Franklin, according to MacNeil, made $3,227,587 from the 1973 contract for the Richard Nixon and Spiro Agnew medals and associated items. The mint didn't make as much money as it had expected to on that inaugural because it gave the committee so many free items.

MacNeil has other good stories. He writes of the days just before Nixon's resignation:

"In the midst of these events, this writer visited Ford at his Capitol office. I told him that, in my judgement the events underway would eventually force the resignation or removal of Nixon, and that Ford should begin preparing himself to succeed to that office. In the course of our conversation, we speculated about Ford's course in these unique circumstances. If he became President, that oath-taking would be classified as an official inauguration and I suggested it might be an appropriate time to strike an inaugural medal to mark the occasion. Ford had not before heard of inaugural medals, and he was curious about their tradition."

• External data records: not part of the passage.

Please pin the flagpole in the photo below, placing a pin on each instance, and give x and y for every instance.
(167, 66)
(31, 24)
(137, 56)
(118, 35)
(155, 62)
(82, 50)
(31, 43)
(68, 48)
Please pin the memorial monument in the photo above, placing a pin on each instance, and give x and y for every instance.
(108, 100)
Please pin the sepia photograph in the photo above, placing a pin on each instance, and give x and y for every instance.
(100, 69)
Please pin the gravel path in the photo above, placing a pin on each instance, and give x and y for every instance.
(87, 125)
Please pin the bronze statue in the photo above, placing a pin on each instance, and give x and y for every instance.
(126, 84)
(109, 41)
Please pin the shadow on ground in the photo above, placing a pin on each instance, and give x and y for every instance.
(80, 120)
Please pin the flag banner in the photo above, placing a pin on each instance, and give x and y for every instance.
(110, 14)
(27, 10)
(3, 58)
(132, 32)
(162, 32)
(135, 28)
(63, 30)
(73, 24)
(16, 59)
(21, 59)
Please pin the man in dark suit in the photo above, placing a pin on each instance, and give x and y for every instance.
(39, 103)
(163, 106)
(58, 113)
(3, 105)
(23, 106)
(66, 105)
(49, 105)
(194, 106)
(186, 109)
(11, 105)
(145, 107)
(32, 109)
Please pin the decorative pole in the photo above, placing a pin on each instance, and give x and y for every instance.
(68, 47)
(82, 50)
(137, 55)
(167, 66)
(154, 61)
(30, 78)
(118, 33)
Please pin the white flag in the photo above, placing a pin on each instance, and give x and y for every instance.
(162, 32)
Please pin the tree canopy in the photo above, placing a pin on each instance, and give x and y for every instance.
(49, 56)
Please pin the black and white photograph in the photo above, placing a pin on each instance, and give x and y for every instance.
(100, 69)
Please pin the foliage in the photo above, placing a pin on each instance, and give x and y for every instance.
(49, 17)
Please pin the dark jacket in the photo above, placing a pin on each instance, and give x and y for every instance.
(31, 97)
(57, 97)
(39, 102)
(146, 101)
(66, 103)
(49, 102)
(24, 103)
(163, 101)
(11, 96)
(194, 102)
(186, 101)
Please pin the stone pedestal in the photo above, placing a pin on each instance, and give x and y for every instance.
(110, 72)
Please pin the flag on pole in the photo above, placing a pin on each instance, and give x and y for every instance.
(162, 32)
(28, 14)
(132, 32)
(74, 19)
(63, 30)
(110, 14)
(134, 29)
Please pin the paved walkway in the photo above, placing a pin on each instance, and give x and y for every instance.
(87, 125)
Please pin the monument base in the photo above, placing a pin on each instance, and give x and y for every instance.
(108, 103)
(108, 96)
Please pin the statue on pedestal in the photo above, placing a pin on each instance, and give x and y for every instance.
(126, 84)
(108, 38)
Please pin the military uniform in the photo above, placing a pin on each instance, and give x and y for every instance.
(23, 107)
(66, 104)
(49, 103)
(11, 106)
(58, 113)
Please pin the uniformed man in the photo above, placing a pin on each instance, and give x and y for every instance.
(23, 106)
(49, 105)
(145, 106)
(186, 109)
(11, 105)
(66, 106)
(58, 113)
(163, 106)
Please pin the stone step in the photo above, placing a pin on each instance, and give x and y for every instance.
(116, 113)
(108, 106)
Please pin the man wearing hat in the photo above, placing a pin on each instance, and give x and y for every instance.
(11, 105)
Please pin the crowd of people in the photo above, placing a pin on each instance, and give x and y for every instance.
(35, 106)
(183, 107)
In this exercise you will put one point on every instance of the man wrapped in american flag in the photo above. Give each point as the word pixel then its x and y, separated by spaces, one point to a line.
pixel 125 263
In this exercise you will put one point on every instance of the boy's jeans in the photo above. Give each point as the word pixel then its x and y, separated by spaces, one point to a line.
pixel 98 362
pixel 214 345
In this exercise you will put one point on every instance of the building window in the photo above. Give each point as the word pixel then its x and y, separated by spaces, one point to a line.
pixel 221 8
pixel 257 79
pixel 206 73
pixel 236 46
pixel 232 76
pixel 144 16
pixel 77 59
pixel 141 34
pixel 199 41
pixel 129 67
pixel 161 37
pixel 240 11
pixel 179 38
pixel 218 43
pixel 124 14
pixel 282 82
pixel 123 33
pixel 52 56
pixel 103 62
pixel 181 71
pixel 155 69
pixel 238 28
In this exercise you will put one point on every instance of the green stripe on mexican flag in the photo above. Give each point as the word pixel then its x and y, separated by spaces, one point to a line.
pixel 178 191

MacNeil then went to Sen. Mark O. Hatfield (R-Ore.), another medal enthusiast. Hatfield had the idea of strking a vice-presidential medal for Ford, the first under the 25th Amendment. First Ford turned down the idea. But eventually, Hatfield went ahead with the medal designed by MicO Kaufman for Medallic Art Company. When Ford became President, Medallic Art also issued a medal, but it sold in far smaller numbers than is usual - only 13,664 in bronze, and much less in silver. The royalties went to cancer research.

Sadik has a great deal more advice for the person interested in collecting medals. He doesn't spare the U.S. Mint itself in his scorn for contemporary medals. "The restrikes of earlier medals now put out by the U.S. Mint are pretty dreadful."

Instead, Sadik thinks the collector should concentrate on original medals of the 19th century. "There are some grand ones honoring naval heroes issued from 1817 to 1870 by the U.S. Mint. You can still find some of those for $50. And there are others struck by Tiffany and Co. for Boston and Philadelphia heroes that are just gorgeous."

Sadik says the primary points in judging a medal are: The image should look like the subject in profile, the portrait should be related to the roundness of the medal, and the placement and style of the letters should be in keeping.

The official inaugural medals vary in price from $12 for an antique-finish solid-bronze medal to $200 for a 24 karat-gold proof medal. In between is the .999 fine-silver proof medal at $85. All are available from the Inaugural Committee at P.O. Box 2908, Washington, D.C. 20599. Rival, and unofficial, medals include Danbury Mint's $20 medal in 10-karat gold and Medallic Arts' series ranging from a $10 bronze medal of either Carter or Mondale to an 18-karat gold set of both medals at $850.

The Portrait Gallery show has been handsomely mounted by Michael Carrigan, who has since deserted the gallery to become the Library of Congress' chief exhibits officer. The Portrait Gallery's collection of presidential portraits and memorabilia, including nine likenesses of President Washington, has been reinstalled in a handsome 1840s' stage set in the second floor west gallery.

The Museum of History and Technology has also mounted a somewhat smaller collection of presidential medals for the inaugural period.